I have recently written about the importance of healthy data pipelines to ensure data is integrated and processed in the sequence required to generate business intelligence, and the need for data pipelines to be agile in the context of real-time data processing requirements. Data engineers, who are responsible for monitoring, managing and maintaining data pipelines, are under increasing pressure to deliver high-performance and flexible data integration and processing pipelines that are capable of handling the rising volume and frequency of data. Automation is a potential solution to this challenge, and several vendors, such as Ascend.io, have emerged in recent years to reduce the manual effort involved in data engineering.

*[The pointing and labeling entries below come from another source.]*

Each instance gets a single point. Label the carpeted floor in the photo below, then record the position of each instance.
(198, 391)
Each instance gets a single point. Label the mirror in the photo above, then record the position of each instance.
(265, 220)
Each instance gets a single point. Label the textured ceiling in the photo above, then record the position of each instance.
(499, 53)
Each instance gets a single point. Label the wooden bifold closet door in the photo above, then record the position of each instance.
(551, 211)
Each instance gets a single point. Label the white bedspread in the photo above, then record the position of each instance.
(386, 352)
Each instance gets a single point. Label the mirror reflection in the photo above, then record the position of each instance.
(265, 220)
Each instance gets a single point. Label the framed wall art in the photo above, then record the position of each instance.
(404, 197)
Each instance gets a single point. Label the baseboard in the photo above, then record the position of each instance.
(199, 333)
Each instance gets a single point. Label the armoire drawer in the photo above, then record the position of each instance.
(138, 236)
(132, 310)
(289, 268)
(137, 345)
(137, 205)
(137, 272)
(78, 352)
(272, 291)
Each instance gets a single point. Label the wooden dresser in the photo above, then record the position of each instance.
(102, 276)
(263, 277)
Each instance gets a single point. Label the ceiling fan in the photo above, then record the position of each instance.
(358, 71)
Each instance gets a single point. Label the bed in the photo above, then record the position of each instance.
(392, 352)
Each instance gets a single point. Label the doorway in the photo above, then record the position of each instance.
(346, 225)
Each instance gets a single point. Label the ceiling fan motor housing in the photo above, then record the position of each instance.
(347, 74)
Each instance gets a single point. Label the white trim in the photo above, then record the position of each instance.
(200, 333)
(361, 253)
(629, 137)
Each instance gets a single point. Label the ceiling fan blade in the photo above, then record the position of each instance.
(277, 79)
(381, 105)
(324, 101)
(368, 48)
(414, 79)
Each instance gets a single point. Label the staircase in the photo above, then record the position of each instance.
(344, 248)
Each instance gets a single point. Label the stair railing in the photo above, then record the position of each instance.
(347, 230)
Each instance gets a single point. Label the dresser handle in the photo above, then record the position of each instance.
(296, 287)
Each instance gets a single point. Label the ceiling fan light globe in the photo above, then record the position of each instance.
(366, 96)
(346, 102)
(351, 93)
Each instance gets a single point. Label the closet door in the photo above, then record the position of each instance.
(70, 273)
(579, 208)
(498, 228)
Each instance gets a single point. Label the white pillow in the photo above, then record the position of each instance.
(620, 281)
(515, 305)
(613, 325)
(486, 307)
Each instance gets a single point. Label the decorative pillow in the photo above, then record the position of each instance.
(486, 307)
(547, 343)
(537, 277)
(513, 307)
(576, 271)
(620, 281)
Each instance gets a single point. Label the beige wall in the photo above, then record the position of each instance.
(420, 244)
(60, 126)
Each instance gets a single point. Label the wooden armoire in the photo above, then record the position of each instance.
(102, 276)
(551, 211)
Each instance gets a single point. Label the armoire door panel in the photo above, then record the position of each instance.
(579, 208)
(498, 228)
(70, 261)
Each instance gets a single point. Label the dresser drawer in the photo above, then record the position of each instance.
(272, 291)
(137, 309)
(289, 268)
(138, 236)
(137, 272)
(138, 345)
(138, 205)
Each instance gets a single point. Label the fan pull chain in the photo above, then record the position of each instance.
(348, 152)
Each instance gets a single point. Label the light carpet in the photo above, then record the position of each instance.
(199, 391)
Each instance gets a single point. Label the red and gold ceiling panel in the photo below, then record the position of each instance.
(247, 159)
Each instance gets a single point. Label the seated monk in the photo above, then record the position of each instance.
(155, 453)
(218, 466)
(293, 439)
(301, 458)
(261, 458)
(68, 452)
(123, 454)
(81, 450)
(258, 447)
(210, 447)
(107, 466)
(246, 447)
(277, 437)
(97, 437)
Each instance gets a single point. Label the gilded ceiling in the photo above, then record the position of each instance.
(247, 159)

Ascend.io was founded in 2015 to take the drudgery out data engineering through automation. The resulting Ascend Data Automation Cloud delivers a single platform for data ingestion, transformation, orchestration, observability and delivery, with a declarative approach to data pipeline creation and management. The Ascend Data Automation Cloud can be deployed to Amazon Web Services, Microsoft Azure and Google Cloud Platform, and is available as a hosted service or deployed in a customer’s existing, self-managed cloud account. The overall goal is to improve the productivity of data engineers. This is achieved by providing an interface to develop, test and productionize data pipelines in coordination with continuous integration and continuous delivery development processes as part of a DataOps approach to data management.
DataOps encompasses automated data monitoring and the continuous delivery of data into operational and analytical processes, and is being rapidly adopted to deliver more agile data integration and preparation. I assert that through 2025, awareness of DataOps will continue to increase as organizations adapt data integration and engineering processes to meet the growing need for continuous and automated data ingestion, transformation and delivery. Ascend.io has attracted customers such as electric vehicle charging company Be Power, men’s grooming company Harry’s, workplace furnishings firm HNI, beauty product provider Mayvenn and newspaper publisher New York Post. The company has also attracted the attention of investors, and in April 2022 announced a $31 million series B funding round led by Tiger Global with Shasta Ventures and Accel. Ascend.io will use the latest funding round to accelerate its go-to-market capabilities and fund geographic expansion. The financing will also fund the further development of the Ascend Data Automation Cloud with a specific focus on data pipeline automation across multi-cloud data mesh environments.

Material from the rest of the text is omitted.